Dive Brief:
- Madrigal Pharmaceuticals, the first company to win U.S. approval for a medicine to treat the common liver disease known as MASH, is now betting on the power of RNA therapies in its quest to find new ways to attack the condition.
- The drugmaker on Wednesday announced an agreement with China’s Suzhou Ribo Life Science to license six preclinical small interfering RNA programs. Madrigal will pay $60 million up front and as much as $4.4 billion more for reaching certain milestones.

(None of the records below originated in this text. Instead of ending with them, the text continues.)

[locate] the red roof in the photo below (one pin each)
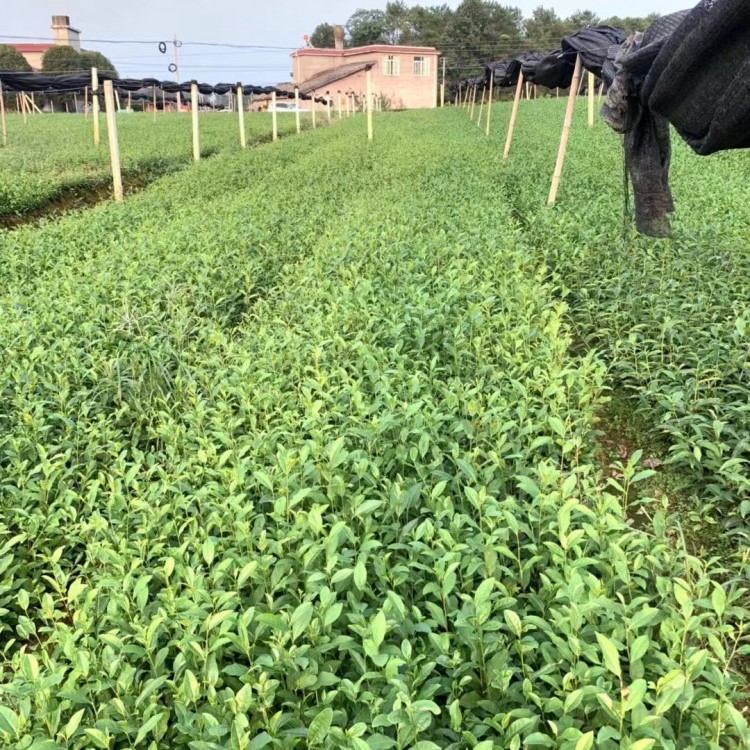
(386, 48)
(32, 47)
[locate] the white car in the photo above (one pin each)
(286, 107)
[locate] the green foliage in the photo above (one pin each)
(323, 37)
(293, 462)
(93, 59)
(53, 156)
(12, 59)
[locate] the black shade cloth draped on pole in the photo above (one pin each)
(691, 69)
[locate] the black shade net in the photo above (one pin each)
(14, 81)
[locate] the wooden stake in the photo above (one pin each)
(296, 110)
(513, 116)
(241, 115)
(566, 133)
(114, 145)
(31, 105)
(369, 104)
(3, 123)
(489, 104)
(95, 103)
(194, 109)
(442, 87)
(274, 119)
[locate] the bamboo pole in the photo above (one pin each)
(3, 122)
(513, 116)
(241, 115)
(194, 110)
(95, 104)
(296, 110)
(489, 104)
(481, 108)
(369, 104)
(31, 105)
(442, 87)
(114, 145)
(566, 133)
(274, 118)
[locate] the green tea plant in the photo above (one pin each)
(295, 455)
(669, 316)
(52, 155)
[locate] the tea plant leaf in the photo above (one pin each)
(301, 618)
(319, 727)
(610, 654)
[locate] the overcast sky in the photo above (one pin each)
(271, 23)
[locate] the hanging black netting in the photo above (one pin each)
(701, 79)
(592, 45)
(553, 71)
(691, 69)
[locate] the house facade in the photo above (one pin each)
(63, 34)
(405, 77)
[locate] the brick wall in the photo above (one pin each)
(405, 90)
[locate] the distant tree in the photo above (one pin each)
(62, 59)
(545, 29)
(580, 20)
(12, 59)
(479, 31)
(398, 28)
(428, 25)
(367, 27)
(323, 37)
(632, 24)
(94, 59)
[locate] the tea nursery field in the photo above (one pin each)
(298, 447)
(54, 154)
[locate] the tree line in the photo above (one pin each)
(472, 34)
(57, 59)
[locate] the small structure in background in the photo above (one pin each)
(404, 77)
(63, 34)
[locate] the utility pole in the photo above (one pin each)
(177, 45)
(442, 87)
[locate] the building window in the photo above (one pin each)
(421, 66)
(392, 65)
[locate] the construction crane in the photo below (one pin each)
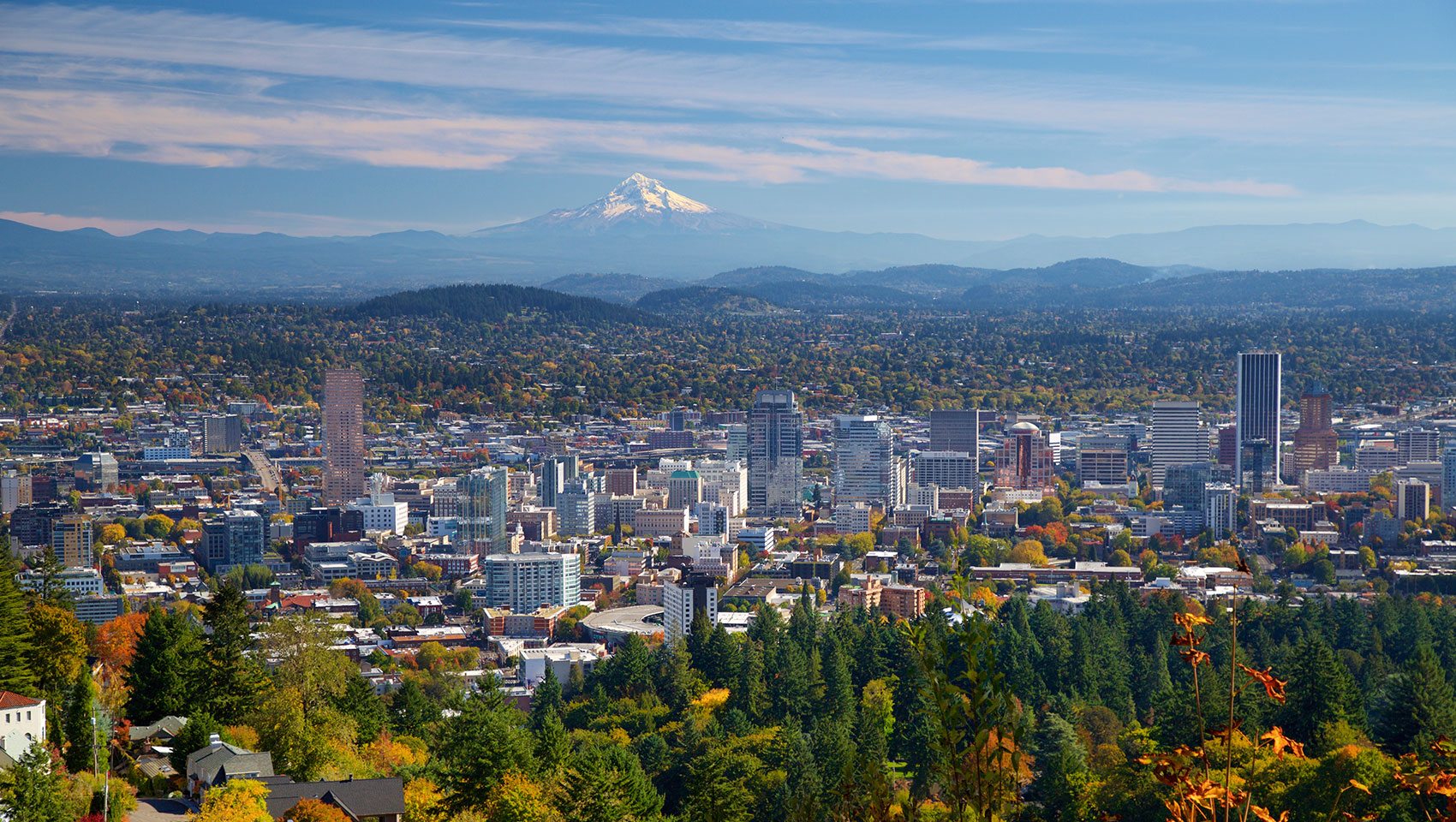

- RNA interference therapies offer the possibility of silencing genes implicated in producing the proteins that spur MASH, or metabolic dysfunction-associated steatohepatitis, Madrigal said. The company plans to test the approach in combination with its approved medicine Rezdiffra in hopes of finding an even more powerful way to combat the disease.
Dive Insight:
Madrigal surprised analysts and investors with the quick success of Rezdiffra. Drugmakers had tried for years to develop a treatment for MASH, previously known as non-alcoholic steatohepatitis, and repeatedly failed. And some analysts questioned whether a MASH drug would find a large market, considering the disease often hides in the body and some symptoms can be treated with a less costly regimen of diet and exercise.
But Madrigal proved the doubters wrong, with Rezdiffra sales repeatedly outstripping expectations. Since Rezdiffra’s introduction, awareness of the disease has increased, spurring as much as a 50% spike in diagnoses, Cantor Fitzgerald analyst Prakhar Agrawal wrote in a note to clients in January.
Now, Madrigal is facing the prospect of increased competition for its pioneering medicine. Novo Nordisk won Food and Drug Administration approval to widen the use of its weight loss drug Wegovy to include MASH in August, and other treatments are in advanced testing. Meanwhile, there’s been a flurry of dealmaking centered on the condition, including Novo’s $4.7 billion buyout of Akero Therapeutics.
Amid all the activity, Madrigal has been trying to shore up its position as the market leader. In addition to Wednesday’s deal, the company has licensed experimental drugs from Pfizer and another Chinese company, CSPC Pharmaceutical Group, in recent months. Madrigal now has more than 10 programs aiming at different drivers for the disease.
The latest deal is “strategically logical and diversifying from a mechanistic perspective, as well as commercially and economically attractive,” Leerink Partners analyst Thomas Smith wrote in a note to clients. It supports Madrigal’s “efforts to build on Rezdiffra’s competitive leadership as a foundational therapy in MASH,” he added.